Last spring I read Mary O’Hara’s 1941 classic, My Friend Flicka to our eight year-old daughter and within the first three chapters the entire family was hooked. There were nights when tears rolled down my cheeks and dropped to wet and rumple the pages like a splattered cookbook. We fell in love with the n’er-do-well Ken McLaughlin; were inspired by Nell McLaughlin’s strength and faith in her family; and we all knew a hard-to-please Rob McLaughlin in our own lives. During those weeks of Flicka, “reading too late” was our excuse for weary-eyed and sluggish mornings, but as a mother and a teacher I believe in reading aloud.

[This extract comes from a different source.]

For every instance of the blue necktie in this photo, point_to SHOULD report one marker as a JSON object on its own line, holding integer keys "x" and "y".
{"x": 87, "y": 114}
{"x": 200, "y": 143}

Months later, we saw a trailer for Hollywood’s new Flicka in which Kenny is Kate and school is an expensive private academy. I was overcome by the urge to give my fourth graders the original. The film would premiere on October 20th — I had less than four weeks to do O’Hara justice.
Well, the reading of My Friend Flicka took eight weeks, but we settled into the story and lived Ken’s days with him. The time we took to read the book was the time it took for Ken to prove himself responsible, to gentle Flicka, to write the composition that got him his place back at school, and to earn his father’s pride.
Reading as a teacher, I modeled the use of expression, enunciation, and punctuation. I carefully replaced Rob McLaughlin’s swear words with the more classroom appropriate “gol’ dangs” and “ah hecks.” I created the context of the story along the way, relating it to our own Wyoming history and geography. And we discussed Ken’s foibles – his lack of focus, identity, and sense of purpose are like those of many eleven year-olds.
In today’s educational hurry to “leave no child behind,” I spend increasing time teaching skills to take tests. My colleagues and I are required to cover an inordinate amount of material, guaranteeing that we will not have the time to uncover its meaning. In an effort to balance this, I give my students rich literature and I read it to them. I choose novels that connect to our curriculum so that some of the sense-making takes place during Read Aloud. I give different voices to different characters and I’ll read a passage a second time because it is so good we have to hear twice. I believe my passion for language and empathy for the characters is contagious and what we as adults model for children they will do themselves.
As I plan for Parent/Teacher/Student conferences, where a good deal of emphasis will be placed on standards of achievement and grades, I’m prepared to tell parents I believe in reading aloud.
My family and I saw Flicka and enjoyed it. I left the theater knowing though, that 100 minutes of big screen and surround sound can’t do what 285 pages and eight weeks can. This, I believe.